I posit the following example, in response to your ambiguous question:

The coniveau spectral sequence seems to play an important role in 'arithmetic geometry'. One instance is in class field theory for schemes:

From W. Raskind's nice survery article "Abelian class field theory of arithmetic schemes" [AMS, 1992, pgs. 100-101]:

Let $X$ be an arithmetic scheme, $n>0$ invertible on $X$. Then there is a coniveau spectral sequence (in the etale site):

$$E^{p,q}_1 = \bigoplus _{ x\in X^{p} } H^{q-p} (k(x), \;\mathbb{Z}/n \; (j-p)) \Rightarrow H^{p+q} (X, \mathbb{Z}/n \;(j)) $$

Without going into more details, this sequence plays an important role in defining a reciprocity map from a class group of $X$ to abelian fundamental groups.

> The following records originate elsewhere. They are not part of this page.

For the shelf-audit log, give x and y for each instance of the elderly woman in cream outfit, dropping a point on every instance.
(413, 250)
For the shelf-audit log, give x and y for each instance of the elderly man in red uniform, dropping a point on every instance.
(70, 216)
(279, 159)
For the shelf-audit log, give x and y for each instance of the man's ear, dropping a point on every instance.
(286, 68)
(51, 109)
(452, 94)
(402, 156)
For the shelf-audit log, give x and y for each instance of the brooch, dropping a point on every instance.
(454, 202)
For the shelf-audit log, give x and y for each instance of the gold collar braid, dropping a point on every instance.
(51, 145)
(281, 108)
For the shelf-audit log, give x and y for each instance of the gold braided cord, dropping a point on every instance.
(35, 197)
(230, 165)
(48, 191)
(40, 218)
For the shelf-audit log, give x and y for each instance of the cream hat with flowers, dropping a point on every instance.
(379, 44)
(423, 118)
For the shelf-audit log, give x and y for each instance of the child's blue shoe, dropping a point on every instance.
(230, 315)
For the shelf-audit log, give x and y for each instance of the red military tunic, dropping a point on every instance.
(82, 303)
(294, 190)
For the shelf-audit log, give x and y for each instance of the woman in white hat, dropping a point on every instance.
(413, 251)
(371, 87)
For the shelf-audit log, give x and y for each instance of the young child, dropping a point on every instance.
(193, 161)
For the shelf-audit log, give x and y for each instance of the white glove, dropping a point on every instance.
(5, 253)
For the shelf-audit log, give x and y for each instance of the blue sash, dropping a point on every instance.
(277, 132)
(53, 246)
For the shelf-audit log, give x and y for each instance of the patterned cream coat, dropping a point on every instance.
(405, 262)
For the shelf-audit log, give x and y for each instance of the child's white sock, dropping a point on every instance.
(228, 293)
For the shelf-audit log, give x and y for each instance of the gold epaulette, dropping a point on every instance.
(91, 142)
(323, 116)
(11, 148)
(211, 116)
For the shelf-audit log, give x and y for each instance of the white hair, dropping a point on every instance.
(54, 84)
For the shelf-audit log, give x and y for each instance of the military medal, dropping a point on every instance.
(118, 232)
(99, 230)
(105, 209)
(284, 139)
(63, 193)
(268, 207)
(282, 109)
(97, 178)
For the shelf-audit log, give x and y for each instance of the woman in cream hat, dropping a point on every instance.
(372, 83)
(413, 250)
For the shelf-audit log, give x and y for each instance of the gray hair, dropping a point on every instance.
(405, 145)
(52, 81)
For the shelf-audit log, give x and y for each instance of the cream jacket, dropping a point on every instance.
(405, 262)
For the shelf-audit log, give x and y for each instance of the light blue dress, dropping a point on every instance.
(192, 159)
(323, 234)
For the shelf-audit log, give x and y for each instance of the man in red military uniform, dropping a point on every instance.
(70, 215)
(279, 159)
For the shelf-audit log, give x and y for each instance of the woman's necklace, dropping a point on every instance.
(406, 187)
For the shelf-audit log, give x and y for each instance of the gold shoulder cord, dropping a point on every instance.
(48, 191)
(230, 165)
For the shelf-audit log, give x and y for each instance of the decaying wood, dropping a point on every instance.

That's all I will say for now in hopes that the above provides for motivation to delve further into studying coniveau, etc.

Finally, one of the best articles I have seen on coniveau is by Colliot-Thélène, Hoobler, and Kahn, "The Bloch-Ogus-Gabber theorem" which can be found at:

It might be nice to have others' remarks/comments on coniveau, but I don't have any precise questions yet.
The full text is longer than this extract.